With the advent of 5G technology right around the corner, we’re now seeing phones start to utilize the networks for which AT&T, Verizon and Sprint have laid the groundwork. Just like in the past, networks are going to take a few years to start seeing any widespread distribution, especially in the rural areas of the U.S. But what about the older 4th generation networks we rely upon? Is 5G going to make bandwidth more accessible? Or will it make coverage worse?In July 2018, Medium published an article titled, Verizon Just Made 3G and Many 4G LTE Phones Obsolete, so you have a reason to be concerned. But before you throw away your one year old phone, consider this: according to Verizon the company has spent $125 billion on their 4G network, refining it to meet the needs of customers. With that large of an investment, it is unlikely that they would just drop coverage anytime soon. Typically, networks have been phased out gradually over time. For example, the third-generation cellular network 3G was started in 2001 and wasn’t completely shut down until 2018. That’s almost 17 years, and undoubtedly long after most users had switched from 3G to 4G LTE. The 4G LTE phones included in the phaseout were all produced before 2015 and none of them supported 4G VoLTE (Voice Over LongTerm Evolution) which is a newer, more secure form of the network that supports HD calls and simultaneous data and voice transmissions.
On the other hand, 5G had a very limited rollout starting in late 2018, mostly in larger cities from several different carriers. If it stays on track, the procession of 5G should be quicker than in the case of 4G, however Apple won’t even have a 5G iPhone until the second half of 2020. Chances are, you probably won’t see any drastic change over from 4G for a good while.
One of the other promising notes in this evolution is how some carriers like Sprint are handling the 5G rollout. Unlike AT&T and Verizon, Sprint is rolling out their 5G network on a split service model. Instead of using dedicated 5G transmission sites like AT&T and Verizon, which have limited range and won’t penetrate buildings or tree foliage, Sprint is using existing cell towers and adding antennas to roll the service out more quickly and with less expense. It also has greater range and more coverage because it is augmenting the 4G signal. However, it’s not all good news.
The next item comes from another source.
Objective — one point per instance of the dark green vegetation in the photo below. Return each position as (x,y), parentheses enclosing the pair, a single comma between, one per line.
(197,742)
The downside to this is the service won’t be as quick as AT&T’s or Verizon’s. 5G will reach more users, but 4G is still king when it comes to range and versatility.
At this time, it doesn’t appear that 4G will be going anywhere anytime soon. Nothing else has yet to touch its range or coverage indoors and out. If you’re considering upgrading your phone or concerned about 5G coverage with 4G quickly becoming a distant memory, 4G-VoLTE is going to be around for the foreseeable future.